An often oversight for heatsink manufacturers is that they leave the bottom of a heatsink un-finished.  Often times, it is not flat and may actually exhibit areas of roughness.  To fix this, we're going to grab a few sheets of sand paper and start sanding and smoothing out our heatsink surface.  Now most of the time, to accomplish this, you would need to run to the hardware shop and buy a slew of different grit rated pieces.  This can rack up a good chunk of change for just one heatsink.  So last month, David Brown sent me an email telling me he was putting together HSF lapping kits together, asked if I was interested in getting one.  So I thought, why not, lets put something together...
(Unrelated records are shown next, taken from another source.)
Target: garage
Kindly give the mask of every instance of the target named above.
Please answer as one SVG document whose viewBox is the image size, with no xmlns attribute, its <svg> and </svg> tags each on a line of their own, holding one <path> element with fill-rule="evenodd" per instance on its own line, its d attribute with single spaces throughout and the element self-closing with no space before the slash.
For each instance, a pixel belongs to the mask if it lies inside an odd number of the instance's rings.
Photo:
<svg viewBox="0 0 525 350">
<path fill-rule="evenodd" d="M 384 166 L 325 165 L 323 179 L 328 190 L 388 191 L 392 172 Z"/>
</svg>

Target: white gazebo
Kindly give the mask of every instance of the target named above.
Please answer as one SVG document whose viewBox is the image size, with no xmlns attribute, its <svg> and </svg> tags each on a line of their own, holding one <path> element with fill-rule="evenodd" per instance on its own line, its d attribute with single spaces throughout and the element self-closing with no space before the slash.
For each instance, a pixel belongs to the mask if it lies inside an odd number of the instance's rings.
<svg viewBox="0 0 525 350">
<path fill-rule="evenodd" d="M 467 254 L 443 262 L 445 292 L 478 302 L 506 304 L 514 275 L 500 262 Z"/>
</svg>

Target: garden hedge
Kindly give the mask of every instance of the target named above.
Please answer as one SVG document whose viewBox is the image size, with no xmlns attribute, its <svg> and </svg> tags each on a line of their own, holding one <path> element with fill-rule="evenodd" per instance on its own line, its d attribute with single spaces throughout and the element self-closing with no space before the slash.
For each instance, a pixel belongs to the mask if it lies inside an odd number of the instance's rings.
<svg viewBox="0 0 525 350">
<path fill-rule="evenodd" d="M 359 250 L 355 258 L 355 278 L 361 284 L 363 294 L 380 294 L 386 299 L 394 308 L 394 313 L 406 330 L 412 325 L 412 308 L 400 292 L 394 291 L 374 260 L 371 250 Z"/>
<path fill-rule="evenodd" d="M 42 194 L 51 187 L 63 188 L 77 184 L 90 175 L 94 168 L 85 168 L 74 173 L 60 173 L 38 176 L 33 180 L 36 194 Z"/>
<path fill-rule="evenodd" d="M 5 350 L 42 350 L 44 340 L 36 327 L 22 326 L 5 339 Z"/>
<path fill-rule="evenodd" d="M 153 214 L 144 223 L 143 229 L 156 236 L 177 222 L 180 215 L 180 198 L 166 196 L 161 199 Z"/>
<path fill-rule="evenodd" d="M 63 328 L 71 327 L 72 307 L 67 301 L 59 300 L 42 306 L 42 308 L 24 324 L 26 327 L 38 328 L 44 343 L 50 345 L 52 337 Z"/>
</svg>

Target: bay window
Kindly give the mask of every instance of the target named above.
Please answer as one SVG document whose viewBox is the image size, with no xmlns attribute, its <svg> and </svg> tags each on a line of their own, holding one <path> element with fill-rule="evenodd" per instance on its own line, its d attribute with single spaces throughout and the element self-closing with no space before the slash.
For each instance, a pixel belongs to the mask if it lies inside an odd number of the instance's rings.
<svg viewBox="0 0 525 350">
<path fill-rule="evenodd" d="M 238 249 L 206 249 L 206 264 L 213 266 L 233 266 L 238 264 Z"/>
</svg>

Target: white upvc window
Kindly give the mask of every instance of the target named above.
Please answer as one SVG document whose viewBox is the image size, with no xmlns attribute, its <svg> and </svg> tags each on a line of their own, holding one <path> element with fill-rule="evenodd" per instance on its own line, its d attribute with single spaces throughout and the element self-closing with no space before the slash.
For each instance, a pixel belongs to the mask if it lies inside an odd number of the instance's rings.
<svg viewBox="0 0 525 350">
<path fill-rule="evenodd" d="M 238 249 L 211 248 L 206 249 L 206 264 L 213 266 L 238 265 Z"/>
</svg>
   Included in the kit are 1/4 sheet sections of 600,800,1000,1200,1500 and 2000 sand paper.  The numbers are grit ratings, lower the number, the coarser the paper is.  Also included is 10,000 grit mirror finish polishing compound and an instruction sheet.  There's also another version that includes a piece of glass to use as a flat backing surface.

   For this guide, we'll be using the ThermalTake Spark 7 copper cooler as the test subject.  Before you attempt to do this, you want to thoroughly clean your heatsink and check what temperature your achieving.  Jot this down for later so you can see the difference. 

   Here's the bottom of the unit before the elbow grease work:

   Before working on your own heatsink, remove the fan and other connected pieces on the heatsink.  There will be some metal particles flying around, so try this out in the garage or somewhere that does not have high winds.  The worst is inhaling the dust when you don't need to.

   I found an empty gift box and decided to use that to do the sanding on my kitchen counter (don't have a garage).

   Place the glass piece in the middle and place the 600 grit piece of sandpaper on top of it.  You may want to put a few drops of water between the glass and paper to prevent the paper from shifting a lot during sanding.